Rachel Brooke returns on The Loneliness In Me, her newest solo album with a sound reminiscent of Nashville’s golden era with a decidedly twenty-first century sensibility. The twelve songs are meditations on the wild strangeness of loss: losing love and the familiar, as well as old selves, direction, and dreams. The collection has the beauty and charm of a shape-shifter: part classic country songwriting, anchored in the tradition of Johnny Cash and Willie Nelson, part post-millennium mysticism, echoing forth from the Northern Michigan woods about the why and wherefores of where she’s been.

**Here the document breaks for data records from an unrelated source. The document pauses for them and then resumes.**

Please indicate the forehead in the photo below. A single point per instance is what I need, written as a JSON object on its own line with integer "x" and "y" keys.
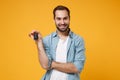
{"x": 61, "y": 13}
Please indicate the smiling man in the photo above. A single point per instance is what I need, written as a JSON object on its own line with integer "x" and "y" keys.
{"x": 62, "y": 52}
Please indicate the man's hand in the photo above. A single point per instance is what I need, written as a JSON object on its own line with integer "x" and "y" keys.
{"x": 36, "y": 32}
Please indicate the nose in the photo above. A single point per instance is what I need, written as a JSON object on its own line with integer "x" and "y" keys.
{"x": 62, "y": 22}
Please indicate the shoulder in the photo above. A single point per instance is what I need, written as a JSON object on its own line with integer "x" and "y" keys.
{"x": 77, "y": 37}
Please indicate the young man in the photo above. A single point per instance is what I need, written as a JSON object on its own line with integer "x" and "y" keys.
{"x": 61, "y": 53}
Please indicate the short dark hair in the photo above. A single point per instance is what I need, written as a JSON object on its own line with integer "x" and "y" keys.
{"x": 61, "y": 7}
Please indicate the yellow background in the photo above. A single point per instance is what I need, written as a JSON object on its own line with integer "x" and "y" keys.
{"x": 97, "y": 21}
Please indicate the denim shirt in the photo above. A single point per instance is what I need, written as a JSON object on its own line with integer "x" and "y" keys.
{"x": 75, "y": 53}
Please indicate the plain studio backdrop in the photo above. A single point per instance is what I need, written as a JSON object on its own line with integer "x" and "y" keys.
{"x": 97, "y": 21}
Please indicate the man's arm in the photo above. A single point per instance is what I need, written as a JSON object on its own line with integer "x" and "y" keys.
{"x": 43, "y": 59}
{"x": 78, "y": 63}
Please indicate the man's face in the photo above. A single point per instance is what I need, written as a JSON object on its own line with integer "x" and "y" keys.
{"x": 62, "y": 20}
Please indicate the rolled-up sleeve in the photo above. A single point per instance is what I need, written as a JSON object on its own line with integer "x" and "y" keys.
{"x": 79, "y": 54}
{"x": 47, "y": 50}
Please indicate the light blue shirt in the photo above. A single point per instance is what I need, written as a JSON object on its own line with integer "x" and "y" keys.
{"x": 75, "y": 53}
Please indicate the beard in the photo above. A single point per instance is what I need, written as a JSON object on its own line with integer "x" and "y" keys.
{"x": 62, "y": 29}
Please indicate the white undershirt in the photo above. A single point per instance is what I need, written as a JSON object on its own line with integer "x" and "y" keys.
{"x": 61, "y": 56}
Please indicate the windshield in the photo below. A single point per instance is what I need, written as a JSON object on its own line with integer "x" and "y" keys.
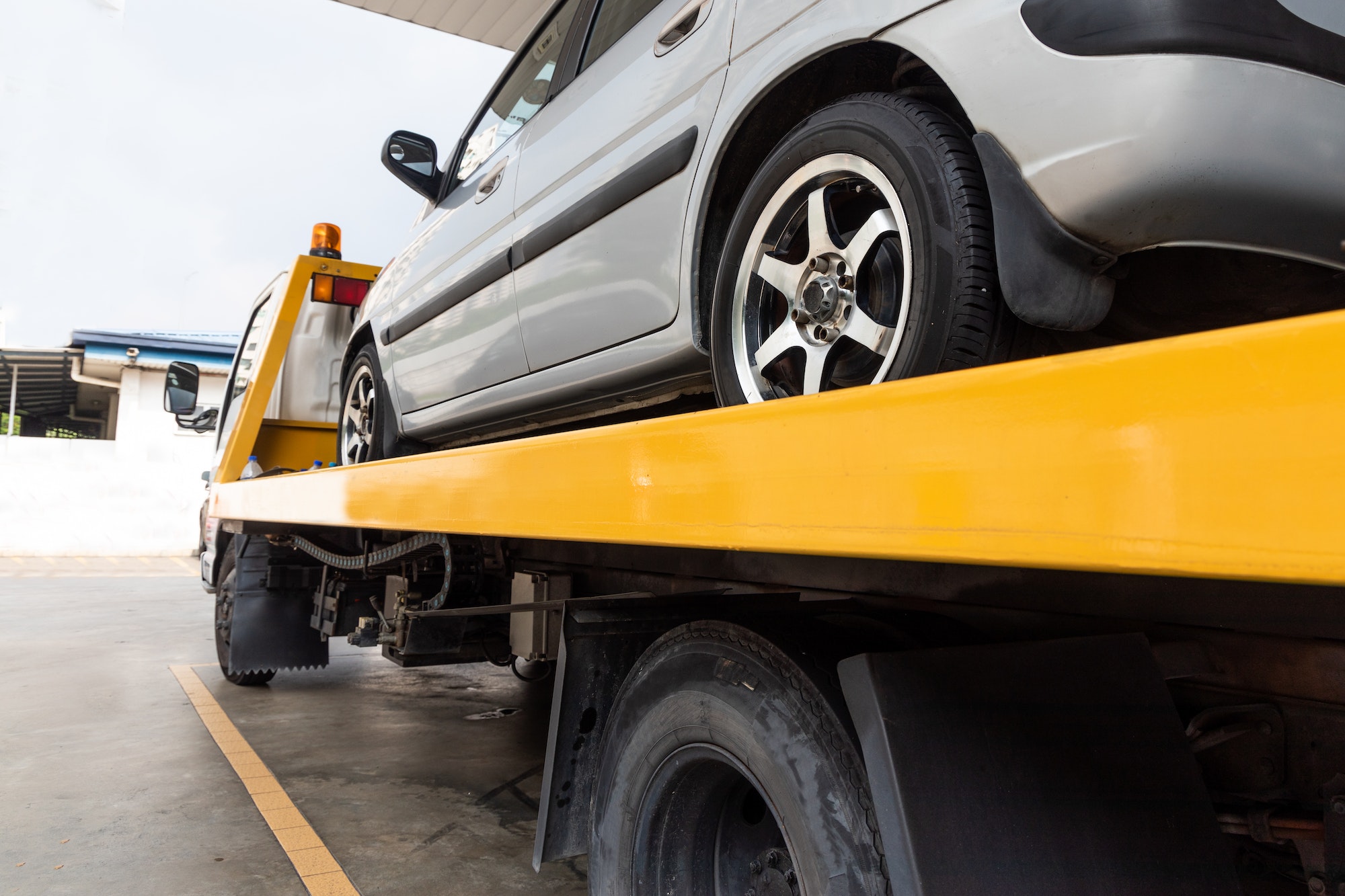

Brooke’s voice lands somewhere between Loretta Lynn and Tammy Wynette, with an authenticity and directness that catches the ear like the truth of an unexpected confession or hard-won revelation. It has the quixotic sound of what happens when we stop casting our shadows and they start casting us. It’s the deep combination of country bluegrass meeting gothic blues sung through a sage’s smile that Brooke has been perfecting since her first self-titled release in 2008.
Since her last solo effort, A Killer’s Dream (2012), Brooke weathered the watershed of losing her father, from whom she learned her love of music, and worked on collaborative projects with Modern Mal (The Misanthrope Family Album, 2017) and Lonesome Wyatt (Bad Omen, 2015). Brooke also filled her time with what we all know as “living life” – that unyielding task of meeting needs both at home and in work. In this place, Brooke found a quarry of inspiration. From the rollicking title track, “The Loneliness in Me,” to the toe- tapping “Great Mistake,” to the shuffle and bluegrass feel of “It Won’t Be Long” and “Lovells Stockade Blues,” Brooke’s unique voice and musical talent flow through the dual lenses of classic country rhythms and modern lyrical phrasing. Full of High Lonesome, yet never sentimental or nostalgic, these are songs forged on a psychic anvil that has not yet wrought a new self, while the hammerer has long since gone spectral, still heard singing, not far off.
This isn’t to say that The Loneliness in Me is just quarantine with dire wolves. There’s plenty of sly-eyed humor and wry phrasing that is second nature to Brooke, given her experience as a girl playing bluegrass with her father. As with previous releases, Brooke’s accompaniment includes a trove of talented musicians, many of whom she feels lucky to count amongst her kith and kin. A stellar new addition is Detroit’s legendary Dave Feeny on pedal steel, giving this album a direct lineage to Loretta Lynn’s Van Lear Rose, on which he also performs his magic on pedal steel.
Recorded in Traverse City, Michigan with a hell of a lot of Detroit in its heart, the album is savvy to the contradiction of the blues: singing about where you’ve been doesn’t mean that you’ve been gone. The songs were written by Brooke with her fellow musician and husband, Brooks Robbins, and mastered at Detroit’s recently launched Third Man Mastering. Though geographically speaking that’s quite a few clicks north of Nashville, it matters not. For just like the time in which it drops – our COVID-verse of strange longing for what wasn’t ever expected to be lost – The Loneliness in Me knows that, when proximity isn’t possible, the only thing to do is to reach out with what one’s voice affords: sound and emotion. If anything speaks to our pandemic blues, this record is it.